Machine Learning by Adiabatic Evolutionary Quantum System

TL;DR

This paper explores a quantum machine learning model called AEQS, which uses adiabatic evolution and quantum automata to solve relational problems efficiently through quantum algorithms.

Contribution

It introduces a method to train AEQSs for machine learning tasks using quantum algorithms and estimates their efficiency.

Findings

AEQSs can be controlled by 1qqaf's to solve relational problems.

Quantum algorithms like counting and amplitude estimation are utilized.

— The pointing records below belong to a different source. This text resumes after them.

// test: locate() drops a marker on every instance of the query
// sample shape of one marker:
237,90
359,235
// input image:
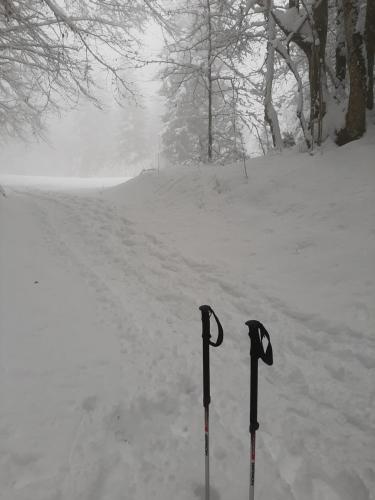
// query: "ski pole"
206,335
257,333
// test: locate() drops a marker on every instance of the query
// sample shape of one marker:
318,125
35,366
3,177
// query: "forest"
286,73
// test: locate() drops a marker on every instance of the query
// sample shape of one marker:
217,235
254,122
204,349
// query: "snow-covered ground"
100,335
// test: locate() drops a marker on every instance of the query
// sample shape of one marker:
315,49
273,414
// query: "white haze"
88,141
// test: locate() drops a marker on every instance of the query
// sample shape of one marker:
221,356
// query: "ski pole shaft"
257,333
252,465
206,335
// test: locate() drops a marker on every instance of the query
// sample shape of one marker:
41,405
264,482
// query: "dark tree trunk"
315,52
370,49
340,50
317,68
355,124
209,78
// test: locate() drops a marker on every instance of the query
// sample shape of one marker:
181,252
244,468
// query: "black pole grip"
257,333
206,336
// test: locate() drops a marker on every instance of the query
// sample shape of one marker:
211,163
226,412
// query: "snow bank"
101,337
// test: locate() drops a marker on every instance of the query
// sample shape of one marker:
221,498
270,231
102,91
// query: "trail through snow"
101,355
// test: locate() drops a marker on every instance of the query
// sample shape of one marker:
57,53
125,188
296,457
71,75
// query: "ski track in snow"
144,438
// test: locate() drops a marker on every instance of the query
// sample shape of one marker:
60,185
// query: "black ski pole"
257,333
206,335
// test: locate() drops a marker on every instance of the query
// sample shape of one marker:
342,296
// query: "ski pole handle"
257,333
206,336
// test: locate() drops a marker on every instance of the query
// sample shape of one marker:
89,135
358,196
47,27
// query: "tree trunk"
340,50
355,124
370,49
317,68
209,78
270,114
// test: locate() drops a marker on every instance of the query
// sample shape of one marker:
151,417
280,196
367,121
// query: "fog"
117,139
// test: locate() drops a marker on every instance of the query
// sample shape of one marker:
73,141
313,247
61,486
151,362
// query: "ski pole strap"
206,335
257,333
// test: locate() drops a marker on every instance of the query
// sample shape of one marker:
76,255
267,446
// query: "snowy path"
101,369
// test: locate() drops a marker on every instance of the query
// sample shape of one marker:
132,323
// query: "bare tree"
49,49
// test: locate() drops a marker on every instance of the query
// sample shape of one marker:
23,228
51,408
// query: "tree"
355,19
49,50
203,82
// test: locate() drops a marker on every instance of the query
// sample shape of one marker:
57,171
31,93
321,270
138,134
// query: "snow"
100,331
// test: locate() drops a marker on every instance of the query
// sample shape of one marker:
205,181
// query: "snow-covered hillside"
101,392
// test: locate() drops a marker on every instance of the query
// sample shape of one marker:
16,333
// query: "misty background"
120,138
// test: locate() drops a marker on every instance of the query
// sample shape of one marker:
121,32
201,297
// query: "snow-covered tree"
202,84
49,49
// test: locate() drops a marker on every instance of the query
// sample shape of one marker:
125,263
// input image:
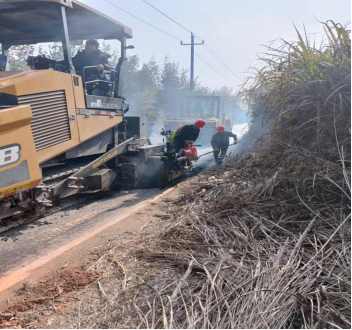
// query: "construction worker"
220,143
189,133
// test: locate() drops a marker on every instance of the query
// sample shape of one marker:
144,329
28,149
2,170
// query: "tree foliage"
151,88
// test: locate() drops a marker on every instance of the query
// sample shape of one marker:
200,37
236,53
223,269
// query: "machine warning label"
12,191
105,159
10,155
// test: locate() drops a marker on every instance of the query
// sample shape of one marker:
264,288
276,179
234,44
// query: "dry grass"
265,243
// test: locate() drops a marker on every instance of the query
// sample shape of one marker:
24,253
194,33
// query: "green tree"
18,56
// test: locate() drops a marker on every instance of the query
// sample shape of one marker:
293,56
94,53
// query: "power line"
207,47
202,59
171,19
212,52
168,34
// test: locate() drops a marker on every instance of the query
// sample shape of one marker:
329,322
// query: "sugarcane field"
179,164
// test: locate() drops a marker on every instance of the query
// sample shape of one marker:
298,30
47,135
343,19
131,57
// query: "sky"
235,29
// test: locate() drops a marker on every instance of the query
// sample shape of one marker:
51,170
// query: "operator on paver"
170,135
189,133
91,56
221,142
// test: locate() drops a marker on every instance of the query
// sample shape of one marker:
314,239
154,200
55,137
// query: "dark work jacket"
190,133
82,59
222,140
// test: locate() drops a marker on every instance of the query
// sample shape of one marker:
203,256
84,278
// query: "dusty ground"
47,289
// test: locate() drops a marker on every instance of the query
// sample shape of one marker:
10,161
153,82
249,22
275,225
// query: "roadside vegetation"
265,243
261,243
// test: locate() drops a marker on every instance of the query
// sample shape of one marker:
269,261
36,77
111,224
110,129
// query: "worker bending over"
189,133
220,143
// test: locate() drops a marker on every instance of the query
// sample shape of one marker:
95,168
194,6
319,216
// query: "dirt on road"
45,293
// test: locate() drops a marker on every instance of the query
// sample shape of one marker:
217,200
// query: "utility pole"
192,44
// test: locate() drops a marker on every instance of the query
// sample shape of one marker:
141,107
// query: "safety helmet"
220,129
200,123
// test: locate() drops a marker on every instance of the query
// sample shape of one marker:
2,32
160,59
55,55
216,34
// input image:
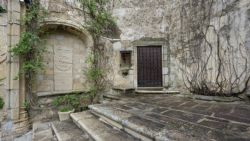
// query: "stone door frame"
165,59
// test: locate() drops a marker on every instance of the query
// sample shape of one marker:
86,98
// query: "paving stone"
68,131
182,115
98,130
177,118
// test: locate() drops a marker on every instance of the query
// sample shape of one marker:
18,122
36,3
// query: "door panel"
149,59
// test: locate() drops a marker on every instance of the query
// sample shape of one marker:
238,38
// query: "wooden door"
149,60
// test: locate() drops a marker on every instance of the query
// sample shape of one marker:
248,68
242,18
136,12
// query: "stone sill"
58,93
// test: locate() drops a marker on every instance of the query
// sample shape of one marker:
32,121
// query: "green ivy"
2,10
101,23
1,103
29,48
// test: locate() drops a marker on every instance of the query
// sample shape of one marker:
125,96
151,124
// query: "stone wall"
65,63
181,24
3,50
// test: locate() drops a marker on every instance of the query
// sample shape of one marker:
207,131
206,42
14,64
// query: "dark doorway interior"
149,60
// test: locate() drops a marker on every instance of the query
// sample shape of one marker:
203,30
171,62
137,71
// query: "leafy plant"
2,10
100,23
1,103
66,103
26,105
29,47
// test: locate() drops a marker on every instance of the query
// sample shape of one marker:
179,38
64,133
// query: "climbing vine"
2,10
214,54
99,23
29,48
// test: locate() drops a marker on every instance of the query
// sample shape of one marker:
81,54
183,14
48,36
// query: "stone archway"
64,60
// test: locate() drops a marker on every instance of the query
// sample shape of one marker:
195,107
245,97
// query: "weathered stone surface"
176,118
68,131
98,130
43,132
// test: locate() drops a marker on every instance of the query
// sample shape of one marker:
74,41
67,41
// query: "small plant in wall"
1,103
66,105
2,10
1,107
29,49
99,23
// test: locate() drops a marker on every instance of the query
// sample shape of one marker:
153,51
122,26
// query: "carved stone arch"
68,45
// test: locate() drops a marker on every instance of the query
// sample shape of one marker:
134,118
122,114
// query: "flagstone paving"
181,118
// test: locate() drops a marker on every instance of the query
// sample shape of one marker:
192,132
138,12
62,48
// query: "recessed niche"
125,63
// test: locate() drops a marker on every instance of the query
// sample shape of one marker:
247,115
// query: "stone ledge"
98,130
68,131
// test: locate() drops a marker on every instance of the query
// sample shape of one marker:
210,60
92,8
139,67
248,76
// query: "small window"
125,63
126,59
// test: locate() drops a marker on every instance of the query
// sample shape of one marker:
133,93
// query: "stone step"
98,130
68,131
156,92
138,127
42,132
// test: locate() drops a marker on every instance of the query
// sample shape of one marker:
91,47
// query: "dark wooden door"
149,60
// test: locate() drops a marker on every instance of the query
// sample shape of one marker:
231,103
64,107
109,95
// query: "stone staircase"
159,118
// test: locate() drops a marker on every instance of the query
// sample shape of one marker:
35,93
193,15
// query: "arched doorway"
64,61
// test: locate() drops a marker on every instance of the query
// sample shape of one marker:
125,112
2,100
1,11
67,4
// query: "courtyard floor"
180,118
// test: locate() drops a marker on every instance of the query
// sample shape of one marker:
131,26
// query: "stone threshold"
68,131
98,130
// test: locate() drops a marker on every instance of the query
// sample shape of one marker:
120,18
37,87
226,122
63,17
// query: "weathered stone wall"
181,24
3,50
65,62
209,38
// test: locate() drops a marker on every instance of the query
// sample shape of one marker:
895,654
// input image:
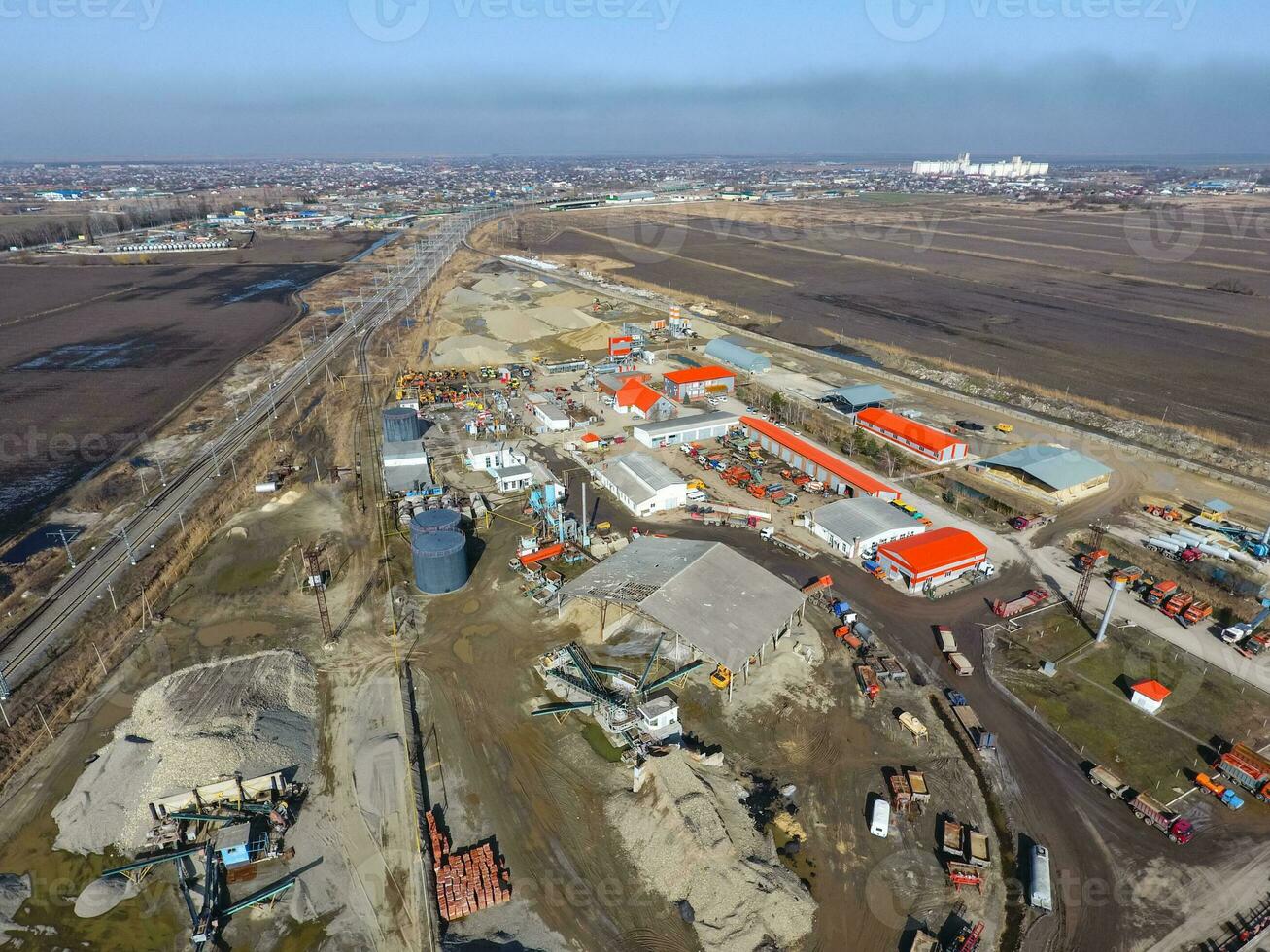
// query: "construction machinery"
1228,798
1176,604
1093,559
1159,593
1195,613
1029,599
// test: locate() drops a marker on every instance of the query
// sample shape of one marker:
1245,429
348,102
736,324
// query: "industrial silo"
401,425
439,560
434,521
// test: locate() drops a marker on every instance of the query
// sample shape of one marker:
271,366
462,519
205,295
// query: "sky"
274,79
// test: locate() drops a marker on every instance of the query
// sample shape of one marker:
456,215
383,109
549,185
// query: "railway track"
23,646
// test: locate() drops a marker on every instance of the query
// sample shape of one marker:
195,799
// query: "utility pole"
127,543
66,545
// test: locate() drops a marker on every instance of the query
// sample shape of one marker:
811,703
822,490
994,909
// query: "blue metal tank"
439,560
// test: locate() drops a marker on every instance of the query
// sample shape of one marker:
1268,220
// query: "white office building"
641,484
1014,169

Preliminary efficiency estimates for quantum learning algorithms are provided.

Abstract

A computational model of adiabatic evolutionary quantum system (or AEQS, pronounced "eeh-ks") was introduced in [Yamakami,2022] as a sort of quantum annealing and its underlying input-driven Hamiltonians are generated quantum-algorithmically by various forms of quantum automata families (including 1qqaf's). We study an efficient way to accomplish certain machine learning tasks by training these AEQSs quantumly. When AEQSs are controlled by 1qqaf's, it suffices in essence to find an optimal 1qqaf that approximately solves a target relational problem. For this purpose, we develop a basic idea of approximately utilizing well-known quantum algorithms for quantum counting, quantum amplitude estimation, and quantum approximation. We then provide a rough estimation of the efficiency of our quantum learning algorithms for AEQSs.